Is State Secrets Doctrine Used for Cover-up?

The aftermath of a 1953 U.S. Supreme Court ruling affirming the state secrets doctrine shows why the decision needs to be revisited, the New York Times says in an editorial.

The decision, United States v. Reynolds, cited national security concerns in refusing to allow three widows access to an accident report regarding the crash of a military aircraft that killed their husbands.

When documents about the crash finally came to light a few years ago, “it became clear that the government had lied,” the newspaper said. “The papers contained information embarrassing to the government but nothing to warrant top secret treatment or denying American citizens honest adjudication of their lawsuit.”
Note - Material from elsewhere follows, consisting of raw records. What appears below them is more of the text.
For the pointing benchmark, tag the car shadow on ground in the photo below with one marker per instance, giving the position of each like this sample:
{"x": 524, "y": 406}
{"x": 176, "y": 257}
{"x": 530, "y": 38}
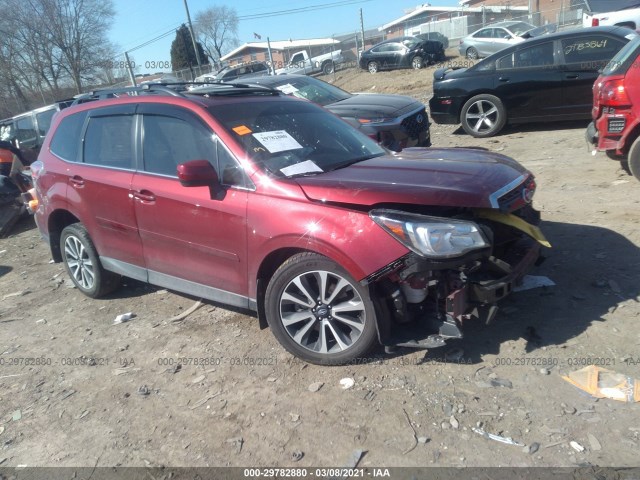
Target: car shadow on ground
{"x": 511, "y": 129}
{"x": 4, "y": 269}
{"x": 594, "y": 268}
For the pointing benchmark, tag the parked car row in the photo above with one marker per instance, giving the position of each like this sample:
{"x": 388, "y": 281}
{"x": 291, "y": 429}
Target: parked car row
{"x": 249, "y": 196}
{"x": 401, "y": 52}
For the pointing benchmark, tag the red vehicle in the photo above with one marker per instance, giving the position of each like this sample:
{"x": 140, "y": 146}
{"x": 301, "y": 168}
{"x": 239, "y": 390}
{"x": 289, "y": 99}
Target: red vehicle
{"x": 616, "y": 109}
{"x": 254, "y": 199}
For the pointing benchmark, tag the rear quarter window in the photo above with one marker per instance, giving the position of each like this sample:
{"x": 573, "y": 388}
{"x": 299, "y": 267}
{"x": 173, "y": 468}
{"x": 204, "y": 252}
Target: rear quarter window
{"x": 66, "y": 139}
{"x": 590, "y": 52}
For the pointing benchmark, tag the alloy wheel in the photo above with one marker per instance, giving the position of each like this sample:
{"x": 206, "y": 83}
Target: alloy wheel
{"x": 79, "y": 262}
{"x": 322, "y": 312}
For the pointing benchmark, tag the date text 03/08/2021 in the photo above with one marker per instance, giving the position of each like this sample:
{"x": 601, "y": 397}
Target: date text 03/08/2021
{"x": 316, "y": 473}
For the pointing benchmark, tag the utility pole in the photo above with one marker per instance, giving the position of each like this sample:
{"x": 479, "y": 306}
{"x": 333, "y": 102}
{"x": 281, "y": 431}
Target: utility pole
{"x": 193, "y": 37}
{"x": 362, "y": 29}
{"x": 129, "y": 69}
{"x": 272, "y": 67}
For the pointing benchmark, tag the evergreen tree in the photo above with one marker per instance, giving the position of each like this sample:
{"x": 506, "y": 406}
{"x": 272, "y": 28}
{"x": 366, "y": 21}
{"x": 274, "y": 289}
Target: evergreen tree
{"x": 182, "y": 53}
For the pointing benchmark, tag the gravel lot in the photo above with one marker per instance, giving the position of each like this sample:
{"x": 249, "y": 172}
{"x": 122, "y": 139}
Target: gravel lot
{"x": 78, "y": 390}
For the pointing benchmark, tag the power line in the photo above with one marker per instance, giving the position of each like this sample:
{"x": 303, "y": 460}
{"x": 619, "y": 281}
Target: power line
{"x": 308, "y": 8}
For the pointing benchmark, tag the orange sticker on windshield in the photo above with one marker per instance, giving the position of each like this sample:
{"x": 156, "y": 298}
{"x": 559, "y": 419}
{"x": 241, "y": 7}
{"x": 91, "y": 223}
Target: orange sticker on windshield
{"x": 241, "y": 130}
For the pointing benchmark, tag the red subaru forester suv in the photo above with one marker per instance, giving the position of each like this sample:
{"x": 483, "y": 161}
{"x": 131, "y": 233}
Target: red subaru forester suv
{"x": 248, "y": 197}
{"x": 615, "y": 129}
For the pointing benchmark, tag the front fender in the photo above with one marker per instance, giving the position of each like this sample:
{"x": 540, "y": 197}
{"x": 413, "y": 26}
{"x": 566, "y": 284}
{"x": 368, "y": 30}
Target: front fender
{"x": 348, "y": 237}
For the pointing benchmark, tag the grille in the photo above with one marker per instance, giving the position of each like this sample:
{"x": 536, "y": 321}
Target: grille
{"x": 515, "y": 199}
{"x": 413, "y": 127}
{"x": 616, "y": 125}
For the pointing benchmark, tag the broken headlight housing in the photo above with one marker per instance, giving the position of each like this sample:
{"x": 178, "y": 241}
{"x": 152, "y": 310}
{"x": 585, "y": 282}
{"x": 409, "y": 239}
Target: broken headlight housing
{"x": 431, "y": 237}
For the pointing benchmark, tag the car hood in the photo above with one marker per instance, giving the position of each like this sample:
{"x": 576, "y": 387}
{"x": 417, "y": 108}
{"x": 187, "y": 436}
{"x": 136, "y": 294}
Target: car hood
{"x": 453, "y": 177}
{"x": 374, "y": 105}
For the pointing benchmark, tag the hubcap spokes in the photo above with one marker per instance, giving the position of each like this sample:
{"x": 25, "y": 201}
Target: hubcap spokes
{"x": 79, "y": 263}
{"x": 482, "y": 116}
{"x": 322, "y": 312}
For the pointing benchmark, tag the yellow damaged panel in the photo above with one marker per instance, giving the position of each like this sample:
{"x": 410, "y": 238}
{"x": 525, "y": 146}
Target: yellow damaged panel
{"x": 515, "y": 222}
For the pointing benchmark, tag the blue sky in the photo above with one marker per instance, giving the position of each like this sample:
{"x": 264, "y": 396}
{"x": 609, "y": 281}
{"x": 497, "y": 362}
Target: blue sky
{"x": 139, "y": 21}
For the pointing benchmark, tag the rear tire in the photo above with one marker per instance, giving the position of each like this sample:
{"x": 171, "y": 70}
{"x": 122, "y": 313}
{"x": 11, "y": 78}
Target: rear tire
{"x": 83, "y": 264}
{"x": 318, "y": 312}
{"x": 483, "y": 116}
{"x": 634, "y": 159}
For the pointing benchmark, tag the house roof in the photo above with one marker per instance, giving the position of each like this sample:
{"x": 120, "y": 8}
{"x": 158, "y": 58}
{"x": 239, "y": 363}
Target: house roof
{"x": 281, "y": 45}
{"x": 462, "y": 9}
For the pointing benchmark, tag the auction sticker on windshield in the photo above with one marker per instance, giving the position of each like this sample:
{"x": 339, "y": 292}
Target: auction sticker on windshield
{"x": 277, "y": 141}
{"x": 301, "y": 168}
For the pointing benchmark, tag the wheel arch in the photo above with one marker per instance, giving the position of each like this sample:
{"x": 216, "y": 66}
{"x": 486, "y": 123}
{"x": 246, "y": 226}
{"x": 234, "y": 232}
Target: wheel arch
{"x": 465, "y": 99}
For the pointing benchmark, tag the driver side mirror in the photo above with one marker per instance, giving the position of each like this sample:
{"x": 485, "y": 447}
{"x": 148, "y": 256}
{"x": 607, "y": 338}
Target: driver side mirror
{"x": 200, "y": 173}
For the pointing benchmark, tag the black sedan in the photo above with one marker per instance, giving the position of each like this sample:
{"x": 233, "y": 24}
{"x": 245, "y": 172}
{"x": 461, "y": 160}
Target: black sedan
{"x": 543, "y": 78}
{"x": 401, "y": 52}
{"x": 395, "y": 121}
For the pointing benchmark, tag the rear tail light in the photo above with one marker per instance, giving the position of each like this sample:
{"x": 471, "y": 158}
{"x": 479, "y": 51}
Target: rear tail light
{"x": 36, "y": 169}
{"x": 613, "y": 94}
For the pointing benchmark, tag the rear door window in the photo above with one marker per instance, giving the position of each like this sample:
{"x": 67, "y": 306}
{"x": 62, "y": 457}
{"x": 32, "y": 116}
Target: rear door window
{"x": 590, "y": 52}
{"x": 44, "y": 121}
{"x": 66, "y": 140}
{"x": 25, "y": 130}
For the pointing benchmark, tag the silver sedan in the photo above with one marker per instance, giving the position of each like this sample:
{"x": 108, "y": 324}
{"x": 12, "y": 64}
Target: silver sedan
{"x": 493, "y": 38}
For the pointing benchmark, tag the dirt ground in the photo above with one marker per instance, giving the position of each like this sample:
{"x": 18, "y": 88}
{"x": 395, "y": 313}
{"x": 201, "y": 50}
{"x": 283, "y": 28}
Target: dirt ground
{"x": 78, "y": 390}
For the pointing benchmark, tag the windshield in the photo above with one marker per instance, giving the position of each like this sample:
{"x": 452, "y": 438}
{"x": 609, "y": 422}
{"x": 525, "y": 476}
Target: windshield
{"x": 410, "y": 43}
{"x": 291, "y": 138}
{"x": 621, "y": 60}
{"x": 313, "y": 90}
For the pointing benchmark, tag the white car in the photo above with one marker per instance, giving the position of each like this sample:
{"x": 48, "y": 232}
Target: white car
{"x": 493, "y": 38}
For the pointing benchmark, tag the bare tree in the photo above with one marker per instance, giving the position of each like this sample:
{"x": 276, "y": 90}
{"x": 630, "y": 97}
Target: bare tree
{"x": 217, "y": 30}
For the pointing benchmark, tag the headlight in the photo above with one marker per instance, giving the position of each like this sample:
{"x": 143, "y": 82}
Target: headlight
{"x": 376, "y": 120}
{"x": 432, "y": 237}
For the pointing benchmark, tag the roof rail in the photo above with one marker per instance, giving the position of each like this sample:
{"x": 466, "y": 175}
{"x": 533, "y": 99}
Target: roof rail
{"x": 208, "y": 89}
{"x": 148, "y": 88}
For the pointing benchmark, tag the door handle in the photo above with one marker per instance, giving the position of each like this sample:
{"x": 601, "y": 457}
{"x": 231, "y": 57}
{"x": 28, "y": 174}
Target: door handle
{"x": 144, "y": 196}
{"x": 77, "y": 181}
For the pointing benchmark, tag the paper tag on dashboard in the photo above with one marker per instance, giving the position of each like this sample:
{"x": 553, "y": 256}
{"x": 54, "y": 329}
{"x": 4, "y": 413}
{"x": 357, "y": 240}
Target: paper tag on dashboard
{"x": 301, "y": 168}
{"x": 277, "y": 141}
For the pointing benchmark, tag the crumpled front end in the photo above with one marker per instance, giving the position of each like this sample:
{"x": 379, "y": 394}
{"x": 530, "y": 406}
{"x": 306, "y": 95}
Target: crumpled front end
{"x": 459, "y": 267}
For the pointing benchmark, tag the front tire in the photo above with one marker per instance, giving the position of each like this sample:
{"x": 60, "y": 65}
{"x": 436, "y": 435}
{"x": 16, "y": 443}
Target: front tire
{"x": 634, "y": 159}
{"x": 318, "y": 312}
{"x": 83, "y": 265}
{"x": 328, "y": 68}
{"x": 483, "y": 116}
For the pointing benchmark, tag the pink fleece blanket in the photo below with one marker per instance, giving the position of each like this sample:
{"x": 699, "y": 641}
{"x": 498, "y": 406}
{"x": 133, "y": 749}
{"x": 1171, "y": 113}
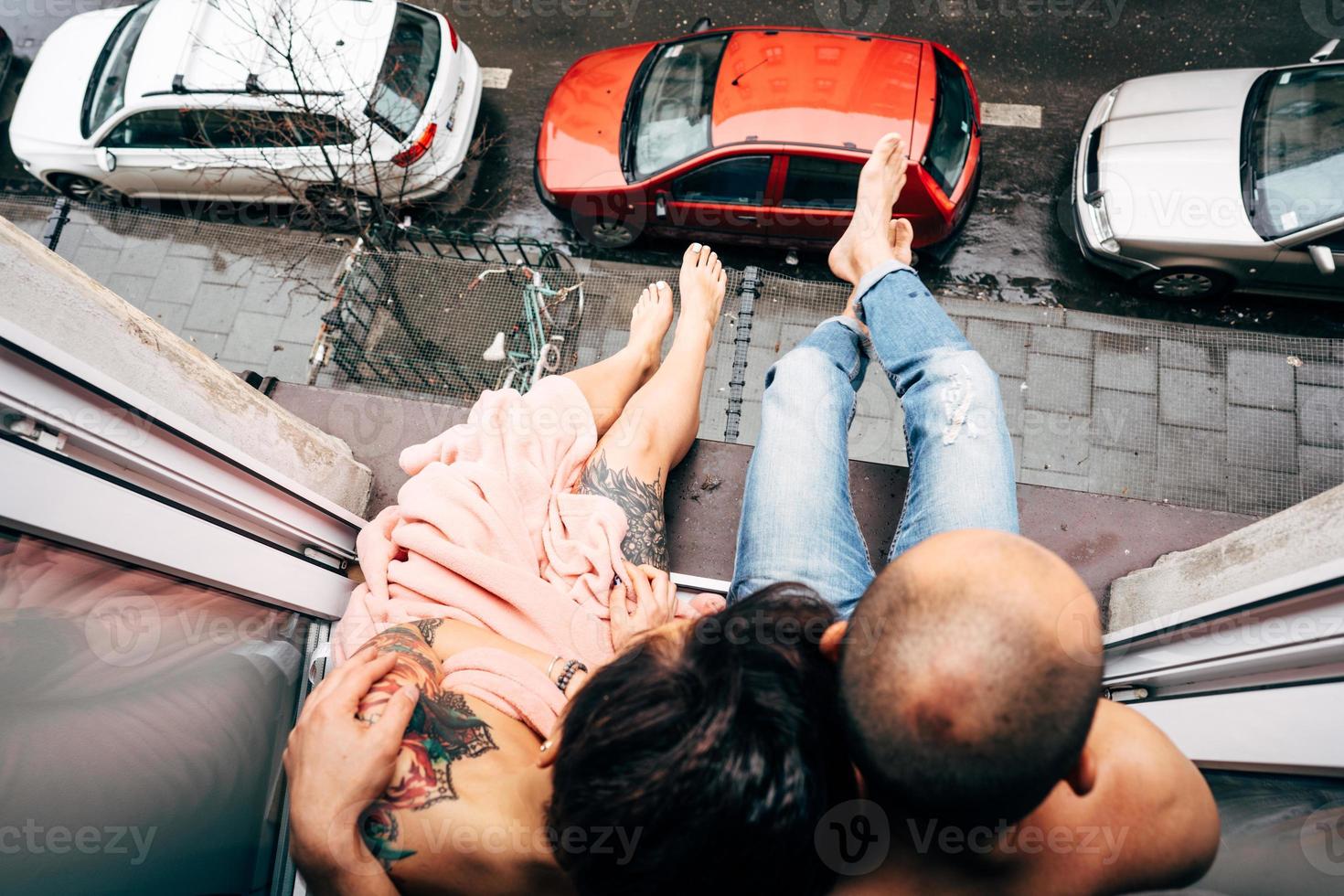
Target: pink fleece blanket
{"x": 489, "y": 531}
The editorial suggests the government could be relying on the state secrets doctrine for similar reasons in the case of Khaled el-Masri, who has been unable to get a court hearing for his challenge to the CIA’s “extraordinary rendition” program. He says he was detained and tortured in an overseas prison under the CIA program in a case of mistaken identity.

The U.S. Supreme Court declined to hear the case on Tuesday.

“It’s hard to imagine what, at this point, needs to be kept secret, other than the ways in which the administration behaved irresponsibly, and quite possibly illegally, in the Masri case,” the editorial says.